Designated by the American Civil Liberties Union as anti-LGBTQ+ in their digital tracker, HB 452 is designated as “Other Anti-LGBTQ bills.” Without specific designation by the website, it can be drawn from the bill itself that this bill is another attempt at using DEI language to regulate financial institutions – paired with the regulation attempts in medical institutions (HB 49) and educational institutions (HB 9, SB 6, and SB 93). This bill would not allow banks to close the accounts of, refuse to serve, or restrict customers based on their “social credit score.”
In the section defining a “social credit score,” this bill would bar financial institutions from regulating the providing of services to anyone who fails or refuses to “conduct any type of racial, diversity, or gender audit or disclosure”, anyone who fails or refuses to “provide any form of quota, preference, or benefit based, in whole or part, on race, diversity, or gender…”, participates in “manufacturing, distribution, wholesale, supply, or retail of 12 firearms, firearms accessories, or ammunition”, and more.
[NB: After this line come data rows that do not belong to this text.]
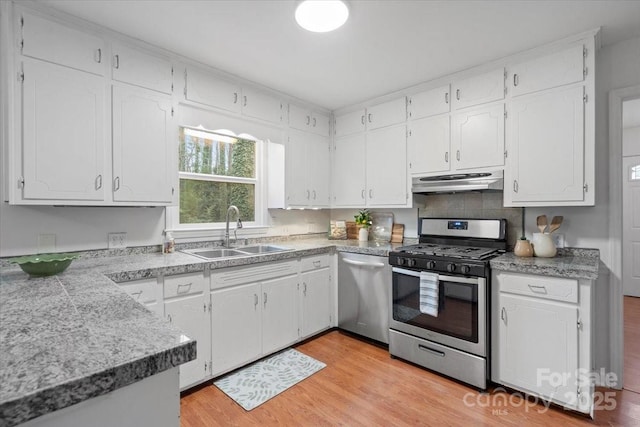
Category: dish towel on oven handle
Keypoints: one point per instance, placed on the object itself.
(429, 291)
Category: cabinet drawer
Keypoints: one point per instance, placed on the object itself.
(314, 262)
(554, 288)
(144, 291)
(183, 284)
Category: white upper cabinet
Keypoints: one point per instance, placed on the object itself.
(386, 155)
(546, 154)
(477, 137)
(428, 145)
(304, 119)
(262, 106)
(429, 103)
(387, 114)
(349, 171)
(141, 69)
(557, 69)
(144, 164)
(349, 123)
(60, 44)
(63, 139)
(479, 89)
(203, 88)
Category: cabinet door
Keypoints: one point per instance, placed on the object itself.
(429, 103)
(477, 138)
(298, 192)
(53, 42)
(63, 113)
(316, 301)
(560, 68)
(191, 316)
(539, 343)
(207, 89)
(387, 114)
(261, 106)
(318, 167)
(546, 152)
(478, 89)
(387, 166)
(349, 123)
(235, 326)
(279, 313)
(143, 146)
(141, 69)
(428, 145)
(349, 171)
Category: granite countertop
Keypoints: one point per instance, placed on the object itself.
(570, 263)
(77, 335)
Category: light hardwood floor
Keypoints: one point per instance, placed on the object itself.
(363, 386)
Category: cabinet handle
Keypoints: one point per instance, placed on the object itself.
(537, 289)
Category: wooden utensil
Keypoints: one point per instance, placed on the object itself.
(556, 222)
(541, 221)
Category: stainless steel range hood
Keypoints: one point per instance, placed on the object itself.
(457, 183)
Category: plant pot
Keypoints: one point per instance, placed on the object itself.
(523, 248)
(363, 234)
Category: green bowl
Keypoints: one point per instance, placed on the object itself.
(41, 265)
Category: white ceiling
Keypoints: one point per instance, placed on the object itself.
(385, 45)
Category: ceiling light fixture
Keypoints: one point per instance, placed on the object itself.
(321, 16)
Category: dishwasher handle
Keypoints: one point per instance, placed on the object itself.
(363, 264)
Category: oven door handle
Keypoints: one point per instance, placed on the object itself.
(454, 279)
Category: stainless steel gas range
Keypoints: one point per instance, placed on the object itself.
(440, 297)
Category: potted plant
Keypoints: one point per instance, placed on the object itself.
(363, 221)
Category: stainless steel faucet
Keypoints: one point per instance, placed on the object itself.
(238, 224)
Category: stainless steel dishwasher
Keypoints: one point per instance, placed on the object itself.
(364, 295)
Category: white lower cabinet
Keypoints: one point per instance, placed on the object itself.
(542, 337)
(186, 307)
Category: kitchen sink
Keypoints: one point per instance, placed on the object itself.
(235, 252)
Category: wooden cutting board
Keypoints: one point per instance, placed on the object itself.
(397, 233)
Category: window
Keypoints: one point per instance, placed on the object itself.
(216, 170)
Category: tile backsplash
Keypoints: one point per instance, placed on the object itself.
(471, 205)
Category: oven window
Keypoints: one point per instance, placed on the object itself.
(457, 307)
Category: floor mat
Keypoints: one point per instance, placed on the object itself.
(255, 384)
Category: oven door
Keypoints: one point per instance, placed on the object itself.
(461, 320)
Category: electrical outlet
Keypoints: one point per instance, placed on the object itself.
(117, 240)
(558, 240)
(46, 243)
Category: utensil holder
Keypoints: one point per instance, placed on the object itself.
(543, 245)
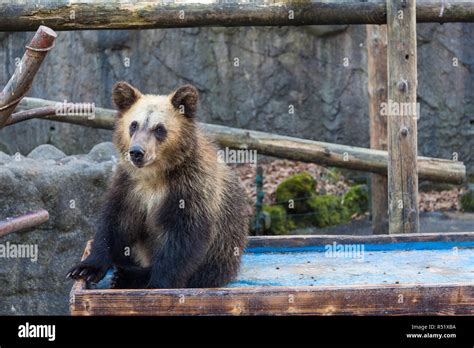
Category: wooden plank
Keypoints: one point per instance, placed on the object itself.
(297, 149)
(18, 223)
(21, 80)
(377, 90)
(402, 128)
(402, 299)
(310, 240)
(128, 14)
(451, 299)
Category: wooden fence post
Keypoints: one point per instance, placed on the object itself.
(402, 117)
(377, 88)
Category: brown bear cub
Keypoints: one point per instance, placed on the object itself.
(174, 216)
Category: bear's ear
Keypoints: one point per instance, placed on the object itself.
(124, 95)
(185, 100)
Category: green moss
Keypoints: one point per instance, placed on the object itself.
(328, 211)
(294, 192)
(467, 201)
(276, 220)
(356, 200)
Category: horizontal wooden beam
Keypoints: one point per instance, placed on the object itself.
(429, 299)
(417, 299)
(297, 149)
(111, 14)
(318, 240)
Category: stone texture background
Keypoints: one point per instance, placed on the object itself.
(278, 67)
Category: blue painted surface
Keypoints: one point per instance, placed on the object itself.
(395, 263)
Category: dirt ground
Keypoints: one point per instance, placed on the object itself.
(439, 210)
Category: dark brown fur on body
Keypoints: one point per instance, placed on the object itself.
(181, 217)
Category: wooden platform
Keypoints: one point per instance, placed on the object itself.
(317, 275)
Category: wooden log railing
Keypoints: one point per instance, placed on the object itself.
(351, 157)
(128, 14)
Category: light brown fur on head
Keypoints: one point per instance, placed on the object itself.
(174, 112)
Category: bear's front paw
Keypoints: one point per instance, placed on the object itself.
(87, 271)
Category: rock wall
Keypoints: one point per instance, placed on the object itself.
(70, 188)
(251, 78)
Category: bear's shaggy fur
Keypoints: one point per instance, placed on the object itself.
(174, 216)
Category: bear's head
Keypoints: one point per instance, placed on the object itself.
(155, 131)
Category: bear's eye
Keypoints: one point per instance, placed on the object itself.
(160, 132)
(133, 127)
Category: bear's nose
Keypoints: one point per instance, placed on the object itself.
(136, 154)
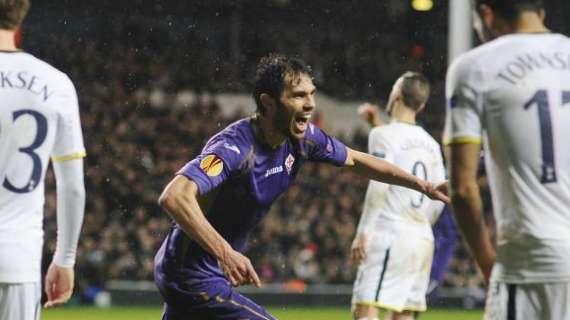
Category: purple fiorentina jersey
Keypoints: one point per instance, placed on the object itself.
(239, 179)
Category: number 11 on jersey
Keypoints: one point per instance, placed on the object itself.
(540, 98)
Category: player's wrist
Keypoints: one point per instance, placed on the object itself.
(63, 261)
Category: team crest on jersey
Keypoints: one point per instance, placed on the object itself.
(289, 163)
(212, 165)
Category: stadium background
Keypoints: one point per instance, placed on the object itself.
(156, 78)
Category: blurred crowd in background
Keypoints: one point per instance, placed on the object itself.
(135, 146)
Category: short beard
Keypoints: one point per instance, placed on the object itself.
(282, 120)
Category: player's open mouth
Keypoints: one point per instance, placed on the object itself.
(301, 122)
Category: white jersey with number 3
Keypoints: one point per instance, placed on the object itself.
(39, 120)
(412, 149)
(513, 94)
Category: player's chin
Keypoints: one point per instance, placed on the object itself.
(296, 133)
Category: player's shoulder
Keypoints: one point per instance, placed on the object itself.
(236, 139)
(43, 68)
(383, 130)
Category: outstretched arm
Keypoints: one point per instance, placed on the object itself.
(463, 160)
(179, 198)
(380, 170)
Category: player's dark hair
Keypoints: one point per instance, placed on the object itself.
(512, 9)
(415, 90)
(272, 73)
(12, 13)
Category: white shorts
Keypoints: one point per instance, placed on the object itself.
(543, 301)
(395, 274)
(20, 301)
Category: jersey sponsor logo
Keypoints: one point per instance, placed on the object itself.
(212, 165)
(379, 154)
(289, 163)
(452, 102)
(273, 171)
(232, 147)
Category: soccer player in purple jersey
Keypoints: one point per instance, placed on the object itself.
(217, 198)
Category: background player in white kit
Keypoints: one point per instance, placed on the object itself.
(513, 95)
(39, 119)
(394, 241)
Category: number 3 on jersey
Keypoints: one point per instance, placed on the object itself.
(540, 98)
(41, 124)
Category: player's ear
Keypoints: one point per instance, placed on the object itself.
(268, 102)
(542, 15)
(487, 15)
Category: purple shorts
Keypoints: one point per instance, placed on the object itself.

This means that the bill would not allow for financial institutions to turn away potential customers if they exhibit what some might consider to be bigoted behavior – by refusing to participate in any identification surrounding identity. This regulates the liberty and recordkeeping of private financial institutions, regulating their ability to choose customers just like every other private business has the legal right to do. By putting this into law, it could allow for other laws down the road to codify discrimination. This is again similar to the bill regulating DEI language in medical institutions, HB 49, where the bill is framed as widely supporting the First Amendment (freedom of speech) of doctors, but the impact falls on just protecting the speech and actions of those who are expressing anti-LGBTQ sentiment.
But, this bill is not just aiming to regulate selectivity around choosing patrons based on gender diversity. It is also attempting to regulate that financial institutions cannot regulate their own business associations based on: whether that business “facilitates or assists employees in obtaining abortions or gender reassignment services”, deals with fossil fuels, or deals with firearms/ firearm accessories/ ammunition. This bill forces financial institutions to work with businesses regardless of that business’s practices or morally aligned mission, which again forces a private business to lose autonomy in choosing who they can provide services to.
These types of regulations allow for more space for harm and violence toward LGBTQ+ communities, and the legislative efforts to do this create social and cultural impacts where people get bolder in their bigotry – because they are legally safer to be that way. As well, this bold attempt to regulate private businesses based on these terms show where the political allegiances lie here: with businesses who want to deny their employees the ability to access reproductive justice and gender affirming surgery, businesses who utilize DEI systems, and businesses dealing with the widely controversial distribution of fossil fuels and or guns.